Psychoneuroimmunology originally implied a bidirectional communication between the brain and the immune system on “equal terms”, with an emphasis on the notion that psychological and neural phenomena can influence the immune system.3 In their 1982 seminal paper, Bovbjerg and his colleagues4 demonstrated that the administration of saccharin together with the immunosuppressant, cyclophosphamide, led to a conditioned response, so that eventually saccharin alone was able to suppress the immune system. The hierarchical model was very clear: a nerve impulse due to a taste stimulus had profound effects on the immune system. Dozens of studies in the 1980s then examined the relationship between major depression and the immune system, based on the model that depression as a mental state was able to influence the immune system.5 More controversial studies reported that psychosocial interventions could prolong survival in cancer patients by improving immune function,6 and attempts to modify the immune system through hypnosis and relaxation.7

In the 1990s, two factors drove a conceptual shift in the field that led to the reversal of the hierarchy between the brain and the immune system. First, studies using animal models showed clear molecular mechanisms by which immune activation leads to behavioural changes, especially changes resembling depressive symptoms;8 and, second, clinical studies showed that patients exposed to cytokine therapies for cancers or chronic viral hepatitis develop depressive symptoms and other psychiatric adverse effects.9 Later, increased inflammation was described in otherwise healthy individuals with a history of childhood trauma, one of the more powerful risk factors for depression,10 implying a potentially “causal” role of the increased inflammation in the future onset of depression. The time was ripe for affirming that the immune system can “subjugate the brain” in inducing behavioural changes and psychiatric symptoms.11 Finally, the most recent studies have shown that increased inflammation is present not only in depression but also in psychosis and other psychiatric disorders, as discussed in the review by Khandaker and colleagues.2

It is important to consider two more points for discussion. First, as raised by Khandaker and colleagues,2 the initial evidence linking immune activation to psychiatric disorders comes from studies in patients with infections, some conducted more than one century ago, and again implying that the infections (most likely through immune activation) can induce behavioural changes and psychiatric symptoms. Second, this theoretical shift in the brain-body hierarchy does not minimise the importance of psychosocial factors for immune regulation, as shown by recent evidence that disruption of immune function by psychological stress impairs wound-healing.12

The introduction of the term immunopsychiatry has created the opportunity of managing psychiatric disorders through novel treatment approaches targeting the immune system. Randomised controlled studies using anti-inflammatories for depression have shown therapeutic effects,13 and extended the use of these drugs to other psychiatric disorders13 and to prophylactic interventions.14 More importantly, this new theoretical approach facilitates the identification of biological mechanisms and therapeutic interventions with well-defined, hypothesis-based immune mechanisms and pharmacological targets. This, together with the introduction of the notion of psychiatric disorders as disorders with biological changes that are outside the brain and measureable in the blood, could close the gap between psychiatry and the rest of medicine, potentially reducing the stigma associated with mental health problems.
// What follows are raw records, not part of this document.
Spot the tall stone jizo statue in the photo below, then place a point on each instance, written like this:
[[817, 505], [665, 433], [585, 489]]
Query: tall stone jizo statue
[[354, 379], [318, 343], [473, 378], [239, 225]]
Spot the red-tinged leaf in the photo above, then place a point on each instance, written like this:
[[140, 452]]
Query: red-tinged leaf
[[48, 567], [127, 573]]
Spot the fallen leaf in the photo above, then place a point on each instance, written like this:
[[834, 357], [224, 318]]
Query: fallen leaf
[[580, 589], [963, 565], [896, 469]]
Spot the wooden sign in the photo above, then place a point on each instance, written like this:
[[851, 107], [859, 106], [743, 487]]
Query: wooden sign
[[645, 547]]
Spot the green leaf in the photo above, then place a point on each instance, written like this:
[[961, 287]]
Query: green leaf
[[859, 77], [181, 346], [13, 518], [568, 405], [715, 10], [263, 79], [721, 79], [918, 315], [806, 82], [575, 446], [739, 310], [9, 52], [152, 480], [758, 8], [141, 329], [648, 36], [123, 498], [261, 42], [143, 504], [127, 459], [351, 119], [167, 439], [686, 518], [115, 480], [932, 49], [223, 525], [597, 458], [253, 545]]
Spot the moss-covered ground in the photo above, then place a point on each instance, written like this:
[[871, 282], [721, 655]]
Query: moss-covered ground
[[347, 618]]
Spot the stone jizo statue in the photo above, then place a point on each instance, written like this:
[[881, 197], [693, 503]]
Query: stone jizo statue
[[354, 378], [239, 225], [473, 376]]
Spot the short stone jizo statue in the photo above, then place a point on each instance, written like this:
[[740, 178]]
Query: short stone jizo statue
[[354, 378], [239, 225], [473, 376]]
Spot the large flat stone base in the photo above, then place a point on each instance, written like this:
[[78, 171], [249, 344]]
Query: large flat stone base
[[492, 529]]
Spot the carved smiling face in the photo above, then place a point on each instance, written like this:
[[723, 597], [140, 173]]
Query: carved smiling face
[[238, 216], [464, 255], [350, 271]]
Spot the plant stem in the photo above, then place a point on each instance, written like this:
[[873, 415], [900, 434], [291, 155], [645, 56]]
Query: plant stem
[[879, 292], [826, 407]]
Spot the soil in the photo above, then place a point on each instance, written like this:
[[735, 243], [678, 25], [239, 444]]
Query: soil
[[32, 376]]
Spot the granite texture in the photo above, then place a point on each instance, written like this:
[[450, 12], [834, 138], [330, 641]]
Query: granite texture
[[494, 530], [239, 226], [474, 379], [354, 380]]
Acknowledgements and Conflict of interest

I have received research funding from pharmaceutical companies interested in the development of anti-inflammatories strategies for psychiatric disorders, such as Johnson & Johnson, and from the Wellcome Trust Consortium for Neuroimmunology of Mood Disorders and Alzheimer’s Disease, which receives contributions from Johnson & Johnson and Lundbeck. My research is funded by the UK Medical Research Council (MR/L014815/1, MR/J002739/1), the UK National Institute for Health Research (NIHR) Biomedical Research Centre for Mental Health at the South London and Maudsley NHS Trust and King’s College London, and the charities the Brain and Behavior Research Foundation and the Psychiatry Research Trust.